Kuyutha is the best known of the exarchs of Bahamut. He is the Bahamut emissary to the dragonborn race. Kuyutha was the last of the greatest dragonborn paladins of the long-lost empire of Arkhosia, and he saved many of the surviving dragonborn clans after the fall of the empire. For his deeds, Bahamut rewarded him with a divine spark. Kuyutha now lives in Mount Mertion (one of the seven mounts of Mount Celestia), training a new order of dragonborn knights of Bahamut.

Bahamut is closely allied with Moradin, and together with Kord they rule Celestia in a holy triumvirate. Tiamat remains his greatest enemy, and he opposes all evil and chaotic evil members of the pantheon. A race known as the Quom also hates Bahamut, due to his role in unintentionally killing their god, Lakal.

== Fictional lore ==

===Myths and legends===

====Vorel====
Tiamat's enmity with Bahamut dates back to their creation, when Io made them; they were made with the intention of becoming complements and mates, but their personalities were too much at odds. Tiamat murdered Vorel, her eldest brother, and tried to frame Bahamut for the deed. Io realized who was truly to blame, though, and banished Tiamat from his presence.

====The Banishment of Tiamat====
Many myths claim that Tiamat lived for a long time on the Prime Material Plane, seeding it with evil dragons and dark magic. Eventually she was banished to the Nine Hells by Bahamut and a sky/sun god (perhaps Pelor or Heironeous).

===Realm===
Bahamut's realm, Bahamut's Palace, is said to exist "beyond the East Wind." It is unknown to most sages whether this means it is somewhere on the Elemental Plane of Air or somewhere between that plane and the Seven Heavens or Tri-Paradises, but in truth it may be found traveling in a whirlwind between the first four layers of Mount Celestia. It is a wondrous, glittering fortress with windows made from gems set in silver and gold, walls of inlaid copper and ivory, and floors of beaten mithril. When they are not traveling with their master, Bahamut's seven great golden wyrms tend to the palace and its treasures.

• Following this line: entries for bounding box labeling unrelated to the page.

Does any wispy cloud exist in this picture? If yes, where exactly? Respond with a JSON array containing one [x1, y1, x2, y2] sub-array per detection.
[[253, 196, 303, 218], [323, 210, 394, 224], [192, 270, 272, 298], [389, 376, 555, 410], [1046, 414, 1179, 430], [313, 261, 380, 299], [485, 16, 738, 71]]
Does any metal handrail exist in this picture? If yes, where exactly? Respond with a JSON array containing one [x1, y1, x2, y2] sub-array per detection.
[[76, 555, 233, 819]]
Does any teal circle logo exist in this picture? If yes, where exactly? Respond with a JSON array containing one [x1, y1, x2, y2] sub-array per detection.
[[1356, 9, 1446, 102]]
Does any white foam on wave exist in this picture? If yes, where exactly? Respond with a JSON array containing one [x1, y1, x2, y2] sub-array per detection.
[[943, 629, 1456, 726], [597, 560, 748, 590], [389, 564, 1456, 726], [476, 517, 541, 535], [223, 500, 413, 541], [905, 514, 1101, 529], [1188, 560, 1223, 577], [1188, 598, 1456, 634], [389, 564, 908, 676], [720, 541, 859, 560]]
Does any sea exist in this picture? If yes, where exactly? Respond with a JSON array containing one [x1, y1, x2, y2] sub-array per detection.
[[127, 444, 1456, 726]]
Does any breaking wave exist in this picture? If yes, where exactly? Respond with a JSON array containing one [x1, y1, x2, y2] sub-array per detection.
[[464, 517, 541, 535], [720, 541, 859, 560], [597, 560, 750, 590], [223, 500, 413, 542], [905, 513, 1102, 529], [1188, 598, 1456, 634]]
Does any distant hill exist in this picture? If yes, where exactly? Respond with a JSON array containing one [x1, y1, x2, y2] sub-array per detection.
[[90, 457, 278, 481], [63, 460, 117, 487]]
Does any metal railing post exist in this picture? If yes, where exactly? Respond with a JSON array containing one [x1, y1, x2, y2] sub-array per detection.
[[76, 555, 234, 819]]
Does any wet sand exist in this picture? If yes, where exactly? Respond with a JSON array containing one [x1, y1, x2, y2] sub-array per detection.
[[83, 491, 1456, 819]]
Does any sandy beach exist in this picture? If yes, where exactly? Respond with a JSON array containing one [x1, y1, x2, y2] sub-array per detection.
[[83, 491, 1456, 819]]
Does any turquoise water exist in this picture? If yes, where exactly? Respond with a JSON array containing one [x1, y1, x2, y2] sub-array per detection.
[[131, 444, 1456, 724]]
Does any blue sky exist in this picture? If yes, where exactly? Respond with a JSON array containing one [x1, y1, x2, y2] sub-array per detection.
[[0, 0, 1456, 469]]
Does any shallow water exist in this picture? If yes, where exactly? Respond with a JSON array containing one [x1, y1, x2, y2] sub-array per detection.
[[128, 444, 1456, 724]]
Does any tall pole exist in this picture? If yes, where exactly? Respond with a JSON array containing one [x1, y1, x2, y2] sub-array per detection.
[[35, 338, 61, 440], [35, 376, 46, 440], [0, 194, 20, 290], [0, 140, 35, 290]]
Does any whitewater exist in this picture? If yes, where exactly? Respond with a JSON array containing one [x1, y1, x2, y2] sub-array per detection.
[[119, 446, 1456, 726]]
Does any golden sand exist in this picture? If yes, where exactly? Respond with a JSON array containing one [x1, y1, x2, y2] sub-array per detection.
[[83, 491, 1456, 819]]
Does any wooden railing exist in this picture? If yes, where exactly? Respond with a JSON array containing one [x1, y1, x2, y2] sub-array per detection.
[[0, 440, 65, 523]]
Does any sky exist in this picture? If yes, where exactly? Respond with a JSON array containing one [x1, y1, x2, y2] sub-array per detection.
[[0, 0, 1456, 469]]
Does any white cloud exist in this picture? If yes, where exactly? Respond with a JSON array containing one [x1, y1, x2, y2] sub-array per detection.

Within the palace are open, unkeyed portals leading to all four of the first four layers of the plane as well as the Elemental Plane of Air and the Astral Plane. There are four gates nearby leading to each of the four winds, each guarded by a warden archon. The guardian of the gate to the North Wind is Yonel, the guardian of the gate to the South Wind is Kerkhoutha, the guardian of the gate to the West Wind is Moriel, and the guardian of the gate to the East Wind is Ruhiel.

Bahamut's palace is the only known shortcut to the upper layers of the celestial mountain, though he and his servants only permit those who are worthy to pass through.

In 4th Edition, Bahamut, Kord, and Moradin live in the realm of Celestia in the Astral Sea. Each rules a different mountain on the island, which they are able to change the shape of at will. Bahamut's palace is located on the mountain of Mertion, and is made of gold, platinum, and mithril, and the windows are made of gemstones; the palace also serves as Bahamut's hoard.

===Dogma===
Bahamut is very stern and disapproving of evil. He accepts no excuses for foul deeds. On the other hand, he is very compassionate, and has boundless empathy for the weak and downtrodden. He urges his followers to promote good, but to let people fight their own battles when they can, providing healing, information, or temporary safe refuge rather than fighting alongside those who can fight for themselves.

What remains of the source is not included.